King did not begin by speaking to the evil of their condition. The first thing he did, was to transport them above the garbage of the streets of Memphis, to the very roof of the universe itself. “Something is happening in Memphis; something is happening in our world. And you know, if I were standing at the beginning of time, with the possibility of taking a kind of general and panoramic view of the whole of human history up to now, and the Almighty said to me, ‘Martin Luther King, which age would you like to live in?’ I would take my mental flight by Egypt, and I would watch God’s children in their magnificent trek from the dark dungeons of Egypt through, or rather across the Red Sea, through the wilderness on toward the promised land. And in spite of its magnificence, I wouldn’t stop there. I would move on by Greece and take my mind to Mount Olympus. And I would see Plato, Aristotle, Socrates, Euripides and Aristophanes assembled around the Parthenon. And I would watch them around the Parthenon as they discussed the great and eternal issues of reality. But I wouldn’t stop there.... “ This was the beginning of King’s last speech, delivered without notes, on a rain-swept night in Memphis, to a half-empty church.
“Strangely enough, I would turn to the Almighty and say, ‘if you allow me to live just a few years in the second half of the 20th century, I will be happy.’ Now that’s a strange statement to make, because the world is all messed up. The nation is sick. Trouble is in the land; confusion all around. That’s a strange statement. But I know, somehow, that only when it is dark enough can you see the stars.” King made it clear, that of all the places in the universe that he would prefer to be, in all of time, it was Memphis, to give his life for garbage men, one day later.
It is such a beautiful vision of humanity, a vision of hope, rooted in human creativity and its expression in physical economy, that can breathe life into the dry bones of a world on the brink of arrogant self-destruction.
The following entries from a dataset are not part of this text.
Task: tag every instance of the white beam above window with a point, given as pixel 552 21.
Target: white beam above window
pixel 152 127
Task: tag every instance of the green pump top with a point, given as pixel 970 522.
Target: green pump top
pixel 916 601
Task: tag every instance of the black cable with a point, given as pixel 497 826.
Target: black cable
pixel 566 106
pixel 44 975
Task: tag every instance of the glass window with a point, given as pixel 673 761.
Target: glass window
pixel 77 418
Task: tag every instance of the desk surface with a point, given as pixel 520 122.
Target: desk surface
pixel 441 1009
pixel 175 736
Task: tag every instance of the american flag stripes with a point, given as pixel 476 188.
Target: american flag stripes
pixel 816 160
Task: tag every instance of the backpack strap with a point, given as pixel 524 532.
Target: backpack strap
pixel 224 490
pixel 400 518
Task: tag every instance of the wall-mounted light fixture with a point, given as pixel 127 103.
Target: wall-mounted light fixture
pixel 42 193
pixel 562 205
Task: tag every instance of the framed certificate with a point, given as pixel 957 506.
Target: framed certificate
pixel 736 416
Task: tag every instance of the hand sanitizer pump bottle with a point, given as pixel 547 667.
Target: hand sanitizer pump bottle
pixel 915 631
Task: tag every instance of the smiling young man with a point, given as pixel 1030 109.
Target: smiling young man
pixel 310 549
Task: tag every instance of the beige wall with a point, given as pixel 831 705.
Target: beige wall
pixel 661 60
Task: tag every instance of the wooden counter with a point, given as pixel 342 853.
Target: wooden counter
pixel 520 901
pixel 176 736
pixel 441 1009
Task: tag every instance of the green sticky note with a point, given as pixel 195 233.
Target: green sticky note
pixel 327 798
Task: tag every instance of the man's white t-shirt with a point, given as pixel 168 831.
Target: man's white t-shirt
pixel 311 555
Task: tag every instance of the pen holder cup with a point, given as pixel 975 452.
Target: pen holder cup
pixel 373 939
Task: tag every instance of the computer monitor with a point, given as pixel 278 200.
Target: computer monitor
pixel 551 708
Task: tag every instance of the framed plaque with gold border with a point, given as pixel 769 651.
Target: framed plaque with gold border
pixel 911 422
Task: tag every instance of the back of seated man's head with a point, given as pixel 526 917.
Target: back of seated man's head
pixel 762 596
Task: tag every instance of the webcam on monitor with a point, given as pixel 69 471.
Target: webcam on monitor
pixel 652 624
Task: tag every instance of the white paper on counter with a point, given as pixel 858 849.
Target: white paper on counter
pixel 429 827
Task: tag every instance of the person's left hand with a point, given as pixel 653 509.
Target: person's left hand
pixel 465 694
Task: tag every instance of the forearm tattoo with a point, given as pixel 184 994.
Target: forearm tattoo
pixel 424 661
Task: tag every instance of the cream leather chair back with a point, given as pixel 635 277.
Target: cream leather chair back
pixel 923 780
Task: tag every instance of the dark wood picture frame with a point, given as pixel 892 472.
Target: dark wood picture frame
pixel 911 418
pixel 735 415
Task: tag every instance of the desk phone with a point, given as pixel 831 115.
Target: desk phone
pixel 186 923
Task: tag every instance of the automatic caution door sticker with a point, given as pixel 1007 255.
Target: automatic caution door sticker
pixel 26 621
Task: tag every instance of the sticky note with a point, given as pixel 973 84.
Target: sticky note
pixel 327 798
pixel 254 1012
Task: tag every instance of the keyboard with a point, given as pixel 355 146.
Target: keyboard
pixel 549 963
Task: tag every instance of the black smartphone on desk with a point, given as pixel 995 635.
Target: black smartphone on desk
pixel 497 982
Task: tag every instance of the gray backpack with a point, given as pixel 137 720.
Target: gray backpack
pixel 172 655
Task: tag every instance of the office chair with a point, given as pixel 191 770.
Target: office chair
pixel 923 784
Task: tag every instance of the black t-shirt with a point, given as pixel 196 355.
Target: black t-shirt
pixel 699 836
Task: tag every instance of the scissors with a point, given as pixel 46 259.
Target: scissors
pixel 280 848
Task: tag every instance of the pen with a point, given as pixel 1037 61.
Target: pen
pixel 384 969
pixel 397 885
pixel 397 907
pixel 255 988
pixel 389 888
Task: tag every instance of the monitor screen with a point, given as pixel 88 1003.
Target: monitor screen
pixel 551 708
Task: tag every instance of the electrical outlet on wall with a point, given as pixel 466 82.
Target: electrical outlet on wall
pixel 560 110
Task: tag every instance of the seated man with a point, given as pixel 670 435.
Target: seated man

That, not coercion, is the mark of the true warrior soul. Our war is not against flesh and blood, but against the decayed and dying axioms of empire. A new security and development architecture, achieved now, is humanity’s best hope, and may well prove the measure of our moral fitness to survive. Private citizen or President, it is only when we can recognize Kings in garbage men, or Christ in the Gaza rubble, that we will free ourselves, and our nations.